Kenya ve biz
Öyle kötülükler var ki artçı sarsıntıları, ilk darbeden daha yıkıcıdır. Hani virüs gibi. Virüs vücuda girer. Hissetmezsiniz bile. Fakat birkaç gün içinde vücudunuz bir virüs üretme laboratuvarına döner. Bu sizin için de çevreniz için de felakettir.
Bir yolsuzluk bir kurumu bitirmeyebilir. Bir hırsız da kurumu batırmaz. Fakat bir süre sonra hırsızlık kurumun kültürü hâline gelir. İyiler orayı terk eder. Kötüler kilit noktaları tutar. Bir hırsız iki, dört, sekiz diye artar. Artık oraya gelenler hırsızlık yapmak için gelirler. Kurumun amacı nedir; niçin kurulmuştur; umurlarında değildir. Bu sonun başlangıcıdır. İyiliğin ölümü, kokuşmuşluğun bütün bünyeyi sarması çabucak ilerler.
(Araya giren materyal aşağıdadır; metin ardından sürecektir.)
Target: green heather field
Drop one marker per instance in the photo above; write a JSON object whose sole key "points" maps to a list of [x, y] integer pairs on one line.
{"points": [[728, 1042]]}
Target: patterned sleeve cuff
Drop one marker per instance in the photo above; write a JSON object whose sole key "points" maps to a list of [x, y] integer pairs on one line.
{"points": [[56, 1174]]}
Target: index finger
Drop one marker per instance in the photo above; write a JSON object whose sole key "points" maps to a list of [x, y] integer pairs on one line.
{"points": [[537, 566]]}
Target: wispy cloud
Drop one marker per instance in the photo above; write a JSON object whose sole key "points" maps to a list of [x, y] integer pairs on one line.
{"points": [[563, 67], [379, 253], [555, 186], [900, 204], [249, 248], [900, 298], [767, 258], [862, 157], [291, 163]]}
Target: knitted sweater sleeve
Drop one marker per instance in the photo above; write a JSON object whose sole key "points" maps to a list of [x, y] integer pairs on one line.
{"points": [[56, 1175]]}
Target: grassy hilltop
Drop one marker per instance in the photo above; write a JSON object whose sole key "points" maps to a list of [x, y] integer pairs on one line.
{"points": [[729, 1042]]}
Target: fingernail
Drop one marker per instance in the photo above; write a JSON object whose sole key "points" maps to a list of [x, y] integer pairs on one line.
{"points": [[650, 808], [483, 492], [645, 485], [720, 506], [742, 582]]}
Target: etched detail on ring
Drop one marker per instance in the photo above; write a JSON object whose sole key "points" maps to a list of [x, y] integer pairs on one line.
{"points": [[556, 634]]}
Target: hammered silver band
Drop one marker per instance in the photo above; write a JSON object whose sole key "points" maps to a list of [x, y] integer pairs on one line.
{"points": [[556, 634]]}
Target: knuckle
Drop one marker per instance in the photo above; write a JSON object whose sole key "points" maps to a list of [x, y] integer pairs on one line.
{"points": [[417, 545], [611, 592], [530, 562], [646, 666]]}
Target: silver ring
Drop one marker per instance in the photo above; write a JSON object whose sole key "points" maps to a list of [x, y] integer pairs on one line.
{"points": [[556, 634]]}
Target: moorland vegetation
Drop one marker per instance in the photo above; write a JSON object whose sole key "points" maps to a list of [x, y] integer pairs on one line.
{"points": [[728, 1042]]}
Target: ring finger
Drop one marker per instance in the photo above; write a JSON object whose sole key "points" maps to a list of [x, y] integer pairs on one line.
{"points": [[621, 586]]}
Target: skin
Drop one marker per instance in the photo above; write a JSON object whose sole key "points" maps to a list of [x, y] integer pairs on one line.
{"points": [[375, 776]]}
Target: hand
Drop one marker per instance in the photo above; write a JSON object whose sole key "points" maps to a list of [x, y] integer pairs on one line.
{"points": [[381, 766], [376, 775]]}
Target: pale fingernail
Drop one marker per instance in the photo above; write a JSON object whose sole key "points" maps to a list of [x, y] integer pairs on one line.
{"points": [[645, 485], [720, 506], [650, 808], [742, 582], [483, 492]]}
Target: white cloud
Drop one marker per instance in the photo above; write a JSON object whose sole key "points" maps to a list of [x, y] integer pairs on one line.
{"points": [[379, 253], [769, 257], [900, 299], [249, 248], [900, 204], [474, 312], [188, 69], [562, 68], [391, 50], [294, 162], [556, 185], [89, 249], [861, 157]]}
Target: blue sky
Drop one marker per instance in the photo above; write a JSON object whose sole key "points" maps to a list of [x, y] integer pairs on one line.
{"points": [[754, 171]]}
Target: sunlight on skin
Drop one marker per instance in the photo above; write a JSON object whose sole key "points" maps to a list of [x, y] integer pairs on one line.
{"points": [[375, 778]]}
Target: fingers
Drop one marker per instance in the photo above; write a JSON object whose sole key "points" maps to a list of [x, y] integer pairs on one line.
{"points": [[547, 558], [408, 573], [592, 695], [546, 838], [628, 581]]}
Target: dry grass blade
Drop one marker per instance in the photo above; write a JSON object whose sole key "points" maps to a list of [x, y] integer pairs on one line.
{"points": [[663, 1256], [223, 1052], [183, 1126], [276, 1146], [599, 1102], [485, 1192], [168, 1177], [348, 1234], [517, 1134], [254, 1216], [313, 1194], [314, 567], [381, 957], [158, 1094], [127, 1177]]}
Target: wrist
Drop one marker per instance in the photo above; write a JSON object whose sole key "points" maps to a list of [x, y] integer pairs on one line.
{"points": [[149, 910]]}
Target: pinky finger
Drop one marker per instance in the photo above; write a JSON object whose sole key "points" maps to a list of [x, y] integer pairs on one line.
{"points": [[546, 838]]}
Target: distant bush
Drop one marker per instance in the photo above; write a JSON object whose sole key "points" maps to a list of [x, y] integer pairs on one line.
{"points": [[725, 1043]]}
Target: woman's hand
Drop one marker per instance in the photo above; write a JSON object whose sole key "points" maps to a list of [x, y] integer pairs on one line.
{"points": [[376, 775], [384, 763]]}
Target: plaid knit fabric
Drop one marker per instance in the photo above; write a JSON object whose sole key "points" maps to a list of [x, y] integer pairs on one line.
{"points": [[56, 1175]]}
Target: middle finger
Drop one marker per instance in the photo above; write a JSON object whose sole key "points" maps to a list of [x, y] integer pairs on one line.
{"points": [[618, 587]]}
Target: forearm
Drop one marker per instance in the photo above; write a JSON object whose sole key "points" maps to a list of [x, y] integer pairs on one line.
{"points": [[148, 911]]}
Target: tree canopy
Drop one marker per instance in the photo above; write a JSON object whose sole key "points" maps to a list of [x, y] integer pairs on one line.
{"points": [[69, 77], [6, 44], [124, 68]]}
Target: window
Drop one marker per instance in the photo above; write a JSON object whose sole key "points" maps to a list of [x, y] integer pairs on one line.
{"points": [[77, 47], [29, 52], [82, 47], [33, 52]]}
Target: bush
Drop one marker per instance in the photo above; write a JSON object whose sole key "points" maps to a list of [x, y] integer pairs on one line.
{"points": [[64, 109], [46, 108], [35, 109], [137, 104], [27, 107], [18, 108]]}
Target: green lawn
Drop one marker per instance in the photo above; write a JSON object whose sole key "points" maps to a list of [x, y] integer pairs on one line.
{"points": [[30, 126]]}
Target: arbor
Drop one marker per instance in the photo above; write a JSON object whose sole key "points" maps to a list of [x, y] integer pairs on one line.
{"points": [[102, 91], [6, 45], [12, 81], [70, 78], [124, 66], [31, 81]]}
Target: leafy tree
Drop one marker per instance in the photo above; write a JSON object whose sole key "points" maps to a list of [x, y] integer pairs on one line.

Dr. Laurence J. Peter 1968 tarihli Peter Prensibi eserinde tefessüh eden bir kurumu ve çöküş mekanizmalarını anlatır. Kitabın sonunda kültürü bu hâle gelmiş bir kurumun ancak yok edilip yeniden inşası gerektiğini yazar ve unutmadığım bir çizimle biter kitap. Kurum yakılmıştır. Bir kül yığınıdır; harabeden sadece ince bir duman tütmektedir.
Peter şirketlerden, kurumlardan bahsetmekteydi. Devlet kurumlardan kurulur. Fakat son tahlilde devlet de bir kurumdur. Mehmet Akif’in bu hâli tasvir eden 1913 tarihli şiirinden bir bölümü bir yıl önce bu sütuna almışım. Sadece iki mısraını tekrar edeyim:
Hâlimiz bir inhilâl etmiş vücûdun hâlidir:
Rûh-i izmihlâlimiz ahlâkın izmihlâlidir.
Hâlimiz, çözülmüş- dağılmış bir vücudun hâlidir:/ Çöküşümüzün ruhu, ahlâkın çöküşüdür.
Önem verdiğim siyaset bilimi yazarlarından Francis Fukuyama, hâlâ en büyük eseri niteliğini koruyan Siyasî Düzen serisinin Siyasî Düzen ve Siyasî Çözülme başlıklı ikinci cildinde yolsuzlukların pençesinde kıvranan devletleri ve onların halkını anlatır. (2014, Türkçesi: Profil Kitap, 2018)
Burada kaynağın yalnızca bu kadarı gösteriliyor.